An LTE-enabled Apple Watch always felt inevitable, but now that a new report has surfaced suggesting it could launch as early as this year, some questions have to be asked.
According to a new report from Bloomberg , the outlet’s Mark Gurman says that the wearable will feature an LTE modem from Intel that will reduce its reliance on the iPhone.
In current Apple Watch models, a connection with a smartphone is required for tasks such as streaming music and sending messages. An LTE chip would obviously allow the Watch to complete these tasks independently, meaning users could opt to leave their phone at home.
Apple is already in talks with carriers in the U.S. and Europe about offering the cellular version, the people added. The carriers supporting the LTE Apple Watch, at least at launch, will be a limited subset of those that carry the iPhone, one of the people said. However, AT&T Inc., Verizon Communications Inc. and T-Mobile US Inc. in the U.S. plan to sell the device, according to other people familiar with the matter.
It’ll be interesting to see how carriers price their Apple Watch data plans, given the device’s tiny display and limited capabilities. You would think it’d be relatively inexpensive. The report also notes that it’s possible the LTE-flavored Watch could be delayed beyond this year.
Price is going to play a big role in this, too, probably. The Apple Watch Series 2 with a 42mm band is $399. It isn’t cheap. And as we’ve seen with other Apple products that have a cellular connection, that price will go up by some amount, which means the 42mm Apple Watch Series 3 could cost just over $500. For the model with a Sports band. I can’t help but think that’s a bit of a hard sell.

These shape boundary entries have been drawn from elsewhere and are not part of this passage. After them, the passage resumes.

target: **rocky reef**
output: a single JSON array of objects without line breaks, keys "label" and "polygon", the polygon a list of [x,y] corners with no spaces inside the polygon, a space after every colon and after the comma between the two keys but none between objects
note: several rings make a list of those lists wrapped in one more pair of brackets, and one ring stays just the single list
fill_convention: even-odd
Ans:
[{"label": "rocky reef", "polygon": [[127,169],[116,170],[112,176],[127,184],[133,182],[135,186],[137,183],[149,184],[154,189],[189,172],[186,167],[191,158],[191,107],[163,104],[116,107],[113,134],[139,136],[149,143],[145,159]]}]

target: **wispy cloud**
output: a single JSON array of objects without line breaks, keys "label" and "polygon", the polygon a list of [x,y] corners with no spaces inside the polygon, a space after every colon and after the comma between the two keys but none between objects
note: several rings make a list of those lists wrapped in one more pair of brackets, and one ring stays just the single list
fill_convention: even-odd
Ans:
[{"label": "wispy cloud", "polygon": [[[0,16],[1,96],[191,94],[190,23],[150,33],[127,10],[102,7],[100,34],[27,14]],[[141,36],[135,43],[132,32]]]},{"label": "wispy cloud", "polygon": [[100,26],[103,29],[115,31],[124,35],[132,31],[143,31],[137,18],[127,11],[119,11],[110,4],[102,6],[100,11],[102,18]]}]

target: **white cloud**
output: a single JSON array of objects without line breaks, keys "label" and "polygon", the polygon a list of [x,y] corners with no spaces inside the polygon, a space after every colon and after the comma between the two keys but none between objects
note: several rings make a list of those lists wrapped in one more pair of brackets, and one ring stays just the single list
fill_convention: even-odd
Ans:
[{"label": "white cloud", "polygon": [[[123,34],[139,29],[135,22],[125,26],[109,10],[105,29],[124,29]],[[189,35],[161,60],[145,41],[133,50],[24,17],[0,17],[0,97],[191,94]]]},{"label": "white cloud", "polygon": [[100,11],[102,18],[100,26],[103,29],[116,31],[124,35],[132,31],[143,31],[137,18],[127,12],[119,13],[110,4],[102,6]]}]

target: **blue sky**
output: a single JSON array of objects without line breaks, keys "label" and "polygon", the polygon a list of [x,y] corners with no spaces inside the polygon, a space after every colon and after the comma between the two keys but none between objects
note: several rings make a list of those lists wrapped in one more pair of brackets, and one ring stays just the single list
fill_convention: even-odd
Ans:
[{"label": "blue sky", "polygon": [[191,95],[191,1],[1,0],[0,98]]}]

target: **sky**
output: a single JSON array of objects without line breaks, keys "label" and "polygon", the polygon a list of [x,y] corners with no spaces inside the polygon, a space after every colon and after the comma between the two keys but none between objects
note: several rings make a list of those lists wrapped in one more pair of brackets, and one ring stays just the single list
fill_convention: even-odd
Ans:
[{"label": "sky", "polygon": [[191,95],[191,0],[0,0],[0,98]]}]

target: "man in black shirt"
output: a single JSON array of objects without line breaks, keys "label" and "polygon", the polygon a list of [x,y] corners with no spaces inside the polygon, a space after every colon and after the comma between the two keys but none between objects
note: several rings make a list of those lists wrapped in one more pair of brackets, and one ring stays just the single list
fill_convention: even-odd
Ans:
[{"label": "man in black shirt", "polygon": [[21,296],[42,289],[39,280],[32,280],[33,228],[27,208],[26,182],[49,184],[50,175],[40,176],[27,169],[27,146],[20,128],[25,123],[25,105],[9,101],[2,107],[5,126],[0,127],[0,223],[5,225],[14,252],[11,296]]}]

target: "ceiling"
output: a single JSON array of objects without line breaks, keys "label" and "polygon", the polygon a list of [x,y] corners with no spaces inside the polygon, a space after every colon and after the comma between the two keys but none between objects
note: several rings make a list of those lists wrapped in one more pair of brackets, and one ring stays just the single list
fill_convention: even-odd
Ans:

If anything, this is going to be another Apple product I’m looking forward to seeing how they sell it. I didn’t even get into the wireless carriers, who will charge to even have the privilege of putting the Apple Watch with LTE on your plan, plus also charge you for the data connection to make it worthwhile. I don’t see Apple convincing them to give that data access away for free, but this is Apple and stranger things have happened.